Energi aktivasi dan kehilangan massa total enam spesies spesies pohon
yang tumbuh cepat dan tanaman energy. Energi aktivasi serupa nilai-nilai
disimpan di semua sampel yang diuji. Berada di kisaran 136,72 ± 7,28 kJ · mol-
1.Mempelajari kehilangan massa sampel yang diuji, kami menemukan proses dua
tahap yang jelas degradasi termal dalam kasus tanaman energi, sedangkan
pengembangan termal degradasi spesies pohon yang tumbuh cepat jauh lebih
linier. Saat mempelajari misa kehilangan, waktu autoigniton dan waktu
pemadaman api untuk setiap sampel dicatat.
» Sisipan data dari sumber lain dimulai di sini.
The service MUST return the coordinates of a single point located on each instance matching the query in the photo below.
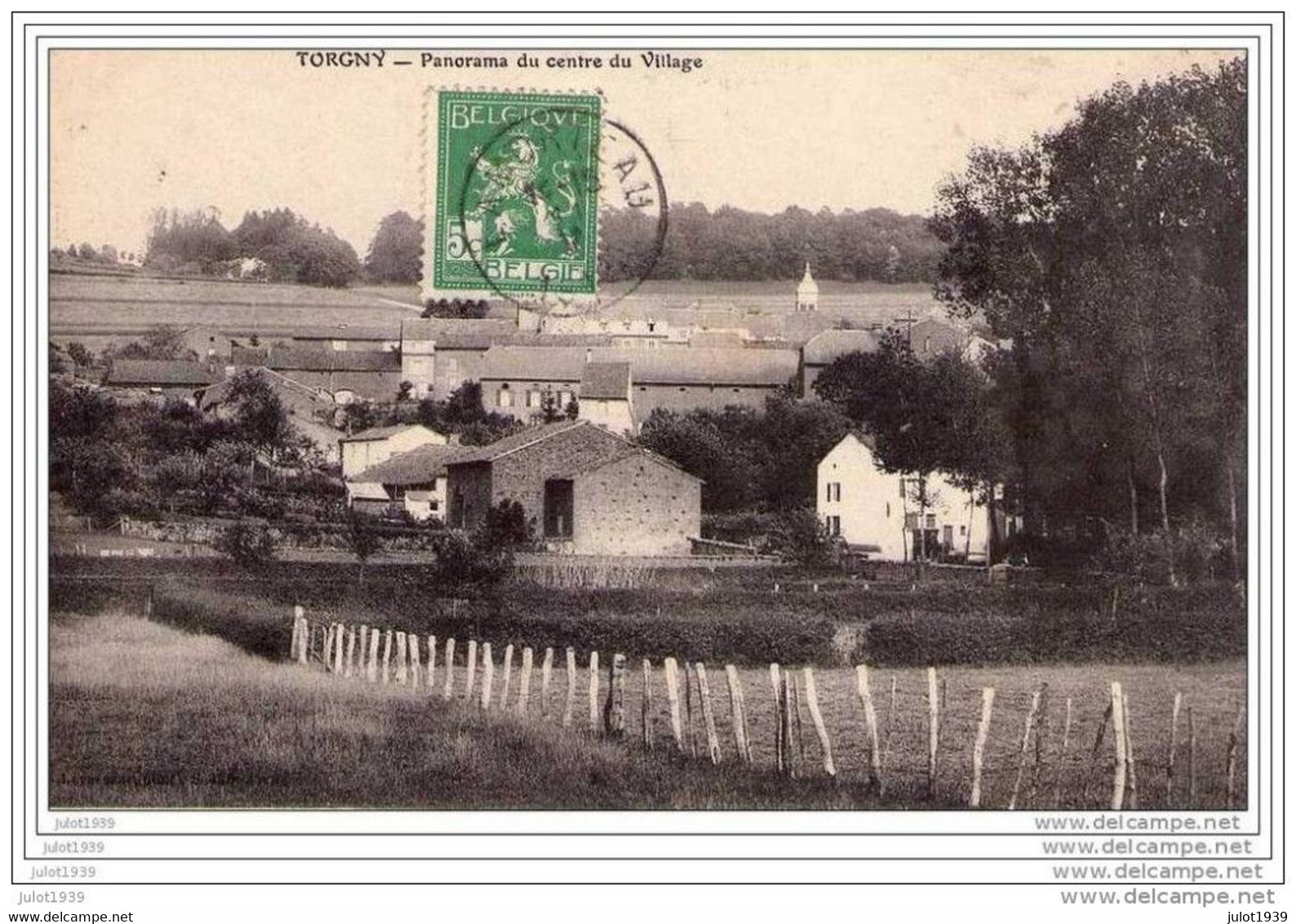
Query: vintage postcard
(792, 438)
Ditemukan perbedaan antara hasil
spesies pohon cepat tumbuh dan tanaman energy (Majlingova, 2018: 184).
Menunjukkan bahwa koefisien determinasi (R) hasil regresi linear
menunjukkan hasil yang berbeda-beda. Keeratan hubungan antara nilai ffa dengan
waktu penyimpanan, semakin tinggi suhu maka koefisien determinasi juga
mengalami peningkatan.Sebuah plot konstan reaksi orde pertama pada skala semi-
logaritmik sebagai fungsi temperature absolut timbal balik (1/T) memberikan
garis lurus bagi persamaan Arrhenius, dan energi aktivasi ditentukan sebagai
kemiringan garis dikalikan dengan konstanta gas (R). Grafik hasil plot lnk versus
1/T hasil perhitungan untuk mendapatkan nilai AE (Anggo, 2017: 26).
Energi aktivasi didapatkan dengan persamaan adalah konstanta gas
universal. Untuk menentukan pre eksponensial dipengaruhi oleh heating rate
dimana heating rate atau laju pemanasan dan penelitian ini sehingga β (laju
pemanasan per menit). Persamaan ini berbentuk eksponensial sehingga harus
dicari nilai dari ln β. Setelah didapatkan nilai ln A dan nilai A. A/ β dimana nilai
ini adalah nilai dari eksponensial faktor, yaitu nilai yang menyatakan sebarapa
sering terjadi tumbukan pada suatu molekul tiap menit. Sehingga bisa dibentuk
suatu persamaan kinetic (Hermaw, 2019: 357).
TUGAS PENDAHULUAN

JAWABAN PERTANYAAN

1. Apa yang dimaksud dengan energy aktivasi?


Jawaban :
Energi aktivasi adalah jumlah energi yang diperlukan untuk mengawali reaksi
kimia. Energi aktivasi juga merupakan energi minimum yang harus dilewati
oleh suatu reaksi.

2. Bagaimana pengaruh suhu terhadap laju reaksi?


Jawaban:
Pengaruh suhu terhadap laju reaksi yaitu berbanding lurus. Peningkatan yang
sesuai pada laju reaksi dapat diukur melalui peningkatan tetapan laju reaksi
dan peningkatan suhu. Dimana semakin tinggi suhu suatu larutan, maka
semakin cepat pula laju reaksinya. Begitupun sebaliknya semakin rendah
suhu larutan maka semakin lambat pula laju reaksinya.